It’ll be a busy couple of days for the Human Resources department at Cloud Imperium, as at least six more members of staff have departed, quit or been fired from the Star Citizen project.
There’s rumour aplenty surrounding the circumstances of these people leaving the various Star Citizen studios, but let’s start with some good old verifiable information.
Associate Marketing Producer Alyssa Delhotal and Community Manager James Pugh are no longer with Cloud Imperium. This is confirmed by Pugh and Delhotal’s respective LinkedIn profiles (you need an account at the site to be able to read them, but the confirmation is there).
It is alleged, in information leaked to (who else) Derek Smart that both were fired. While I can’t confirm that, both seem to have received very surprising news on the same day as updating their LinkedIn employment information.
Did not see that coming. Odd day
— James Pugh (@jamespugh) September 25, 2015
https://twitter.com/AlyssaDelo/status/647171872669302784
There are further confirmed departures. Senior 3D artist Paul Forgy has left (alleged to have quit on the spot by Smart). Senior Gameplay Programmer Tom Davis and DevOps Engineer Jeffrey Parker have left Cloud Imperium Austin.
Lead Character Artist David Jennison also departed Cloud Imperium Austin, in August.
It is Jennison who is most often named as the person behind the anonymous letter cited in Derek Smart’s recent “Long Con” blog post about Star Citizen; a letter which describes multiple instances of project mismanagement as the reason for the author’s departure from the company. Said letter is no longer linked on Smart’s post (by request, he says, of Jennison), but can still be fairly easily located online.

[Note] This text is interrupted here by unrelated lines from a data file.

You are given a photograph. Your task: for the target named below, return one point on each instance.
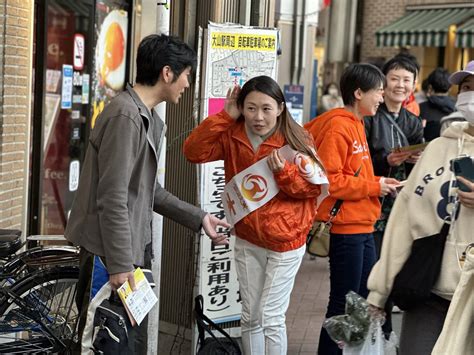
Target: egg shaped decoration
(111, 49)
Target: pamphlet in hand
(137, 303)
(410, 148)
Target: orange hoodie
(342, 146)
(283, 223)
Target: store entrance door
(81, 50)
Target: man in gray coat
(111, 217)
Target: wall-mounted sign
(66, 89)
(78, 51)
(73, 175)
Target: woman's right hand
(230, 105)
(388, 186)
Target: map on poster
(234, 54)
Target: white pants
(266, 279)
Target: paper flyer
(138, 303)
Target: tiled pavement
(307, 306)
(303, 320)
(304, 317)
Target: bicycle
(37, 299)
(15, 265)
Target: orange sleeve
(206, 141)
(293, 184)
(334, 150)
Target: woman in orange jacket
(339, 135)
(270, 241)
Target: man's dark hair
(402, 61)
(439, 80)
(359, 76)
(157, 51)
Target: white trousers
(266, 279)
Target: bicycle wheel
(38, 314)
(38, 258)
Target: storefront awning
(465, 35)
(426, 28)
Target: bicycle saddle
(10, 241)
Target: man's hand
(396, 158)
(388, 186)
(117, 280)
(466, 198)
(209, 224)
(230, 105)
(414, 157)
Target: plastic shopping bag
(352, 327)
(374, 343)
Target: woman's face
(467, 84)
(261, 112)
(370, 101)
(400, 84)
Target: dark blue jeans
(351, 257)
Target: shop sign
(85, 88)
(73, 175)
(234, 55)
(66, 90)
(78, 51)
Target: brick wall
(378, 13)
(15, 71)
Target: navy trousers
(351, 257)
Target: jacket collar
(144, 111)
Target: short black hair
(402, 61)
(409, 57)
(439, 80)
(362, 76)
(157, 51)
(326, 89)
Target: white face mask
(465, 105)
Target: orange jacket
(282, 223)
(342, 146)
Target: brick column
(15, 103)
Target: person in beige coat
(426, 200)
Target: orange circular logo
(254, 187)
(305, 165)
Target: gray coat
(118, 189)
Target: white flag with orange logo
(255, 186)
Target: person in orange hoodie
(340, 139)
(270, 240)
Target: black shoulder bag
(213, 345)
(397, 127)
(317, 240)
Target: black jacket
(382, 136)
(433, 111)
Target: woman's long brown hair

Smart’s ‘TwitLonger’ post from 24 September draws a direct link between the leaking of that letter and today’s (now confirmed) spate of departures and possible firings. How accurate some of those background circumstances are can’t be confirmed, but it’s worth noting that he listed a number of company departures before they were public knowledge.
The only mentioned departure I haven’t yet seen fully confirmed is that of Producer Lisa Ohanian, who is said to be going to work for Sony.
Other, much more speculative claims, from “sources” that the company is burning through money at an unsustainable rate are beyond my abilities to verify. But the Star Citizen project certainly appears to be burning through staff at a rate of knots.
The next big public demonstration of what the game-in-progress has to offer will come at CitizenCon, on 10 October.